On the other hand, if it is determined in STEP 13 that the temperature is during the cooling process,
After performing the same operation as described above from 1 to STEP 13, the reference voltage (hereinafter, referred to as a third reference voltage V3) is set to increase in a direction exceeding the detection voltages S1, S2 based on the reference voltage generation pattern P1 (STEP 21). For example, the reference voltage in the next step may be set, or another reference voltage generation pattern Pm for error checking may be provided, and the third reference voltage V3 may be set therein. After that, the detected voltage and the relaxed third reference voltage V3 are again compared and detected by the comparator 7, and the detected voltage becomes the third reference voltage.
If the voltage is equal to or higher than V3 (S1), it is determined to be abnormal (STEP 18). If the detected voltage is equal to or lower than the third reference voltage V3 (S2), it is determined to be normal, and the process proceeds to STEP19.

Hereinafter, a similar error check operation can be performed in temperature control when shifting from the print temperature to another temperature lowering or heating temperature such as a weight temperature.

[Effects of the Invention] As described above, according to the present invention, with a simple circuit configuration, an intermediate shift step before the temperature and other physical output values output from the controlled device side are shifted to a predetermined set value. In the area, an abnormal state can be detected, thereby enabling early detection of the abnormal state.

Also, the reference voltage is relaxed in a direction approaching or exceeding the detection voltage side based on a predetermined voltage change pattern,
Since the error check is performed, it is possible to avoid the possibility of determining an abnormal state in spite of the normal state, and to detect the abnormal state with higher accuracy. And so on.

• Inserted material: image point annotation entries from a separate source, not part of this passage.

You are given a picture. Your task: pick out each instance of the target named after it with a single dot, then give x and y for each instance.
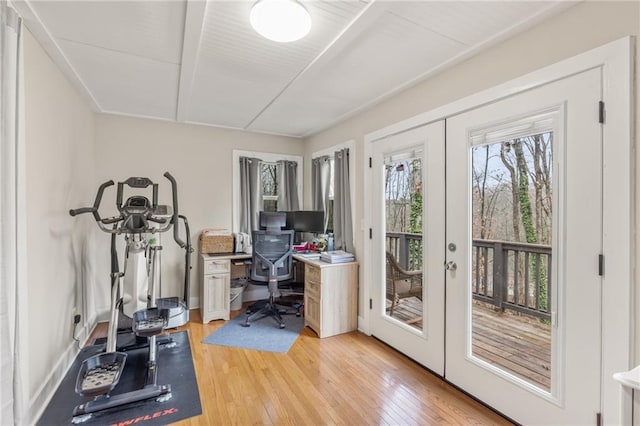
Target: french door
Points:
(517, 256)
(547, 273)
(409, 212)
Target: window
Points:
(268, 179)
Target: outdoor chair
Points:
(401, 283)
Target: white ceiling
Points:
(201, 62)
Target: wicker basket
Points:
(215, 243)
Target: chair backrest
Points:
(272, 255)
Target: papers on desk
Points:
(310, 255)
(337, 256)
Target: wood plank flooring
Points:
(346, 379)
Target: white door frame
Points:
(616, 61)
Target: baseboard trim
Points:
(45, 392)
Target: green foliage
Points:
(415, 213)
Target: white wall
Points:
(59, 176)
(199, 157)
(576, 30)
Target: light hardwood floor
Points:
(349, 379)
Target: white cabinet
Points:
(330, 297)
(215, 281)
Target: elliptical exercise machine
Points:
(134, 296)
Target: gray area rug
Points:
(262, 335)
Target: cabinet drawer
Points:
(216, 266)
(312, 312)
(312, 273)
(312, 287)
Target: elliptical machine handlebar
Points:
(174, 219)
(94, 209)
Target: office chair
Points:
(272, 262)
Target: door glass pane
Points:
(403, 225)
(511, 254)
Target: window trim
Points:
(270, 157)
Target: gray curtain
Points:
(250, 193)
(342, 226)
(287, 186)
(13, 359)
(320, 175)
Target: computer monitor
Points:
(309, 221)
(273, 220)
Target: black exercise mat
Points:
(175, 367)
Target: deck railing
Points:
(508, 275)
(515, 276)
(406, 248)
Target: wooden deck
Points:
(518, 344)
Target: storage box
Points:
(212, 242)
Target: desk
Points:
(330, 296)
(215, 284)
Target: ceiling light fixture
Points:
(280, 20)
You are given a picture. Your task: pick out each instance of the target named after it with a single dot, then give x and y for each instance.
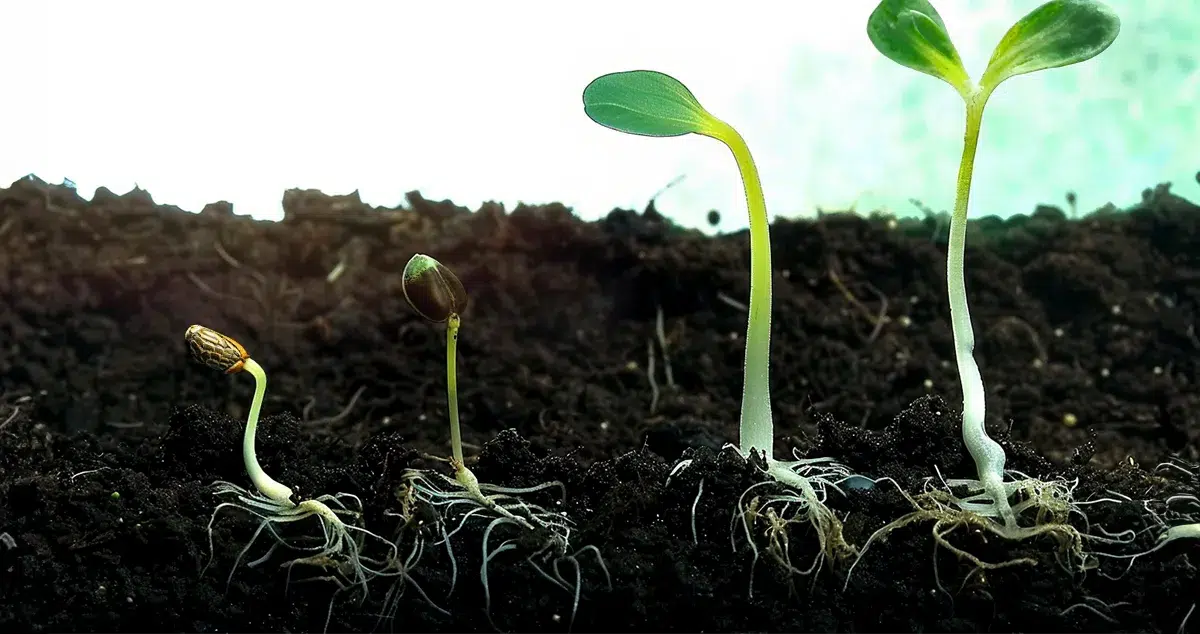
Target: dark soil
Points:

[Brief description of the drawings]

FIG. 1 is a block diagram showing a circuit configuration according to an embodiment of the present invention. FIG. 2 is a block diagram showing the internal configuration of the control circuit 10. FIG. 3 is a flowchart showing the operation of this embodiment. FIG. 4 is a schematic diagram of a heat fixing device applied to the present invention. 5 and 6 are a temperature-time graph showing the temperature control state, a voltage change pattern and a graph showing its parameters. FIG. 7 shows the addresses stored in the storage means 6 or the registers 11 and 12 shown in FIG.

Claims (1)

(57) [Claims] In an abnormal state detecting method for shifting a temperature or other physical output value output from a controlled device to a predetermined set value, the physical output of the controlled device is shifted to a steady set value. When the detected voltage corresponding to the physical output value does not reach the predetermined reference voltage located in the intermediate process area, the reference voltage is set to the detected voltage based on a predetermined voltage change pattern. To determine whether there is an abnormality by comparing and determining whether the detected voltage reaches the relaxed reference voltage within a time set by a timer. If the detection voltage corresponding to the target output value has reached the predetermined reference voltage located in the intermediate process area,
The reference voltage is relaxed in a direction exceeding the detected voltage based on a predetermined voltage change pattern, and it is determined whether the detected voltage reaches the relaxed reference voltage. An abnormal state detection method characterized by detecting.